New Study Finds Flu Is Mostly Spread By Airborne Droplets Of The Virus
BALTIMORE (WJZ)—A new study could shed some light on how the flu virus is spread. The doctor leading the groundbreaking research has ties to Maryland.
Gigi Barnett has more.
As doctors across the nation reported epidemic level flu cases back in December and January, a new study released on Thursday found that many people are more likely to get the illness through tiny, airborne droplets of the virus.
But how is it that the small flu particles could end up sending so many more people to emergency rooms?
"There's a lot more of these droplets than we had previously suspected that contain the virus," said Dr. Donald Milton, Maryland School of Public Health.
Milton led the groundbreaking research.
WJZ talked with him in the United Kingdom over Skype. His team learned that when a flu patient wears a surgical mask, the release of the virus into the air is greatly reduced.

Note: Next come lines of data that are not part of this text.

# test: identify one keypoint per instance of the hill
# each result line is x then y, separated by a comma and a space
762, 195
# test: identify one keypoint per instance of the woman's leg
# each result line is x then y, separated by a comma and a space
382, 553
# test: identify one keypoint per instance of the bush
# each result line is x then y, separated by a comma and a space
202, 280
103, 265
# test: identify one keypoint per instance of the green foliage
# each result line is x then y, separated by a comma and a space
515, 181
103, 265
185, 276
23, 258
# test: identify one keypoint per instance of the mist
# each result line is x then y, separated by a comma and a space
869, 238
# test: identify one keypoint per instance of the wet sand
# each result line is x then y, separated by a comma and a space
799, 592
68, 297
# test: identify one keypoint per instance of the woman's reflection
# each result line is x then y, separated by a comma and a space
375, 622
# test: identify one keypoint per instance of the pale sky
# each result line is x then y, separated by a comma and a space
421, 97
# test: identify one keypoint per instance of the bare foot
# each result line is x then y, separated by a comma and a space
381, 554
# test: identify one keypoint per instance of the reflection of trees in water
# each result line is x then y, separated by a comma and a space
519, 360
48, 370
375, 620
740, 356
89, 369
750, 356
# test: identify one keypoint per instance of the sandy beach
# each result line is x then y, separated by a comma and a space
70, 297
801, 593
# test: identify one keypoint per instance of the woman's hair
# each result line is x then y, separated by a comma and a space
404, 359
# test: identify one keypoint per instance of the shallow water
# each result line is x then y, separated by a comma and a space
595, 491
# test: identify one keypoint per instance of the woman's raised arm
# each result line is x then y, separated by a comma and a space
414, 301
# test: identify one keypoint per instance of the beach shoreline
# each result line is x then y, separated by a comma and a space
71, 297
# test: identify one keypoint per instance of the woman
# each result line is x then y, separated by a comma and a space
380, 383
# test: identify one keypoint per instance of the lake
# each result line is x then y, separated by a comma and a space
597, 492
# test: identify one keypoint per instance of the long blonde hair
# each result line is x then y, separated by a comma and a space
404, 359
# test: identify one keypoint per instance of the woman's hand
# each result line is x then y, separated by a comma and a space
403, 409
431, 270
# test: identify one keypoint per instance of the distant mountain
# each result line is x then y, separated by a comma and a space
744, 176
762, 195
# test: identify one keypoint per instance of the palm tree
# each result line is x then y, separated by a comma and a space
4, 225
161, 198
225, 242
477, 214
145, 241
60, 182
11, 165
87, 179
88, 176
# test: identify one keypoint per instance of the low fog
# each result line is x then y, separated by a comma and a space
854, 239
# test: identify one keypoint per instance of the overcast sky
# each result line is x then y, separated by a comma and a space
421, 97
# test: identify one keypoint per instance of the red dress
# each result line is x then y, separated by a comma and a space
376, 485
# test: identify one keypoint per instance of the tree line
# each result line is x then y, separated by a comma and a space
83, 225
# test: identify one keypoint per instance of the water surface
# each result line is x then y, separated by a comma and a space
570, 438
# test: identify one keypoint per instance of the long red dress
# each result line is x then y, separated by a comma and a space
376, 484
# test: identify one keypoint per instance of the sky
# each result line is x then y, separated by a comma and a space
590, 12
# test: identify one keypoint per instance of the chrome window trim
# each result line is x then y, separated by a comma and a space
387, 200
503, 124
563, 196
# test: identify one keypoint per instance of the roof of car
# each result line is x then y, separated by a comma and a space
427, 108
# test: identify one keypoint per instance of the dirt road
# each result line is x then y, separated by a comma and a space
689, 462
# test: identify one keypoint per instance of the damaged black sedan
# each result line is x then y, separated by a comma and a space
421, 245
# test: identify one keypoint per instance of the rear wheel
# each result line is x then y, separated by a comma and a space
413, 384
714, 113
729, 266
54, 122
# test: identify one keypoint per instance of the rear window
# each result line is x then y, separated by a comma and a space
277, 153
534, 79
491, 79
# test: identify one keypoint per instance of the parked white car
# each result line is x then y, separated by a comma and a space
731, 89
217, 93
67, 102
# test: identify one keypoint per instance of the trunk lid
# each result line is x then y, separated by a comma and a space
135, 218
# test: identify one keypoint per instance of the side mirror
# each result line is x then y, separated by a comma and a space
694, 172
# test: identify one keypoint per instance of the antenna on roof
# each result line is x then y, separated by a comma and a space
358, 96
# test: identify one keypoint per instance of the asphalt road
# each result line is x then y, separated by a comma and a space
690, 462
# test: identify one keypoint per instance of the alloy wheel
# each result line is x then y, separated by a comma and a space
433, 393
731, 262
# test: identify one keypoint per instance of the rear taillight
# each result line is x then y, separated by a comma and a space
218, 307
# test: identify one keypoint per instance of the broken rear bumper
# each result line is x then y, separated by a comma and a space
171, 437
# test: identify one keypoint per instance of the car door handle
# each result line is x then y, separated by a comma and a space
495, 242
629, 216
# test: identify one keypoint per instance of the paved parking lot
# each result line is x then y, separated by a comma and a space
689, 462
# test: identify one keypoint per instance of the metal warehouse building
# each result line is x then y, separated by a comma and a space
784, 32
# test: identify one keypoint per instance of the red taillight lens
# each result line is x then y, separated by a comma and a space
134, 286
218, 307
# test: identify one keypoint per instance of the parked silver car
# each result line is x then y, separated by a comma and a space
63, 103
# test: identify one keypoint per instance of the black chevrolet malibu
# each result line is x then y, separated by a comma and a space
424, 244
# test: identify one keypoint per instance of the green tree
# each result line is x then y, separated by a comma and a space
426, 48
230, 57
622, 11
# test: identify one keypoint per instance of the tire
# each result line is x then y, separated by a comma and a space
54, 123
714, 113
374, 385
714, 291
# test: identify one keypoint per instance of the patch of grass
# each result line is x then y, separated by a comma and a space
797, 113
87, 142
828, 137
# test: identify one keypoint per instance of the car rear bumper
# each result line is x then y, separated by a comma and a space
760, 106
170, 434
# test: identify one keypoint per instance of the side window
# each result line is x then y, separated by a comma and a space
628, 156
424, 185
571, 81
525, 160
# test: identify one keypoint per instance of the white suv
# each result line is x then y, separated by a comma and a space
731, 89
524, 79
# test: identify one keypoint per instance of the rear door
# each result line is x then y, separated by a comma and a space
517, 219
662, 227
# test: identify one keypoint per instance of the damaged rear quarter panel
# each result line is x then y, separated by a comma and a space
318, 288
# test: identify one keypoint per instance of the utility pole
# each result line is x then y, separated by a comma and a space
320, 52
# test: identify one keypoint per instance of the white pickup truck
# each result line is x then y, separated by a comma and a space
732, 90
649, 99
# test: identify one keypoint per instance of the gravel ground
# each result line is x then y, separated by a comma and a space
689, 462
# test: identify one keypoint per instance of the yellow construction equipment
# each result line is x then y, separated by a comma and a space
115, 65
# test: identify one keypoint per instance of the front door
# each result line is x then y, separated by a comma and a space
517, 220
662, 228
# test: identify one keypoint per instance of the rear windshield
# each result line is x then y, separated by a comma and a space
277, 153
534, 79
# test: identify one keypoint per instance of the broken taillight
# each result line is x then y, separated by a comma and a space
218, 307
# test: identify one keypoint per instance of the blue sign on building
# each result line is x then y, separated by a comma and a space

It's a recommendation the Centers for Disease Control made a few years ago to protect health workers from sick patients. But Milton says the practice just hasn't caught on.
"This is common in some other cultures that people do this. And they consider it impolite that you are sick and coughing and not wearing a surgical mask. Things change, and this may be a change that's coming our way," Milton said.
Doctors initially thought that the flu spread mostly through direct or indirect contact, like doorknobs and keyboards. But now Milton's study even changes the way people protect themselves from the flu.
This winter, Milton recruited more than 100 patients at the University of Maryland to study the disease. His study is featured in the journal, "PLOS Pathogens."
Milton says the airborne flu droplets contain nearly nine times more flu virus than the larger droplets of flu that may be found on doorknobs or keyboards.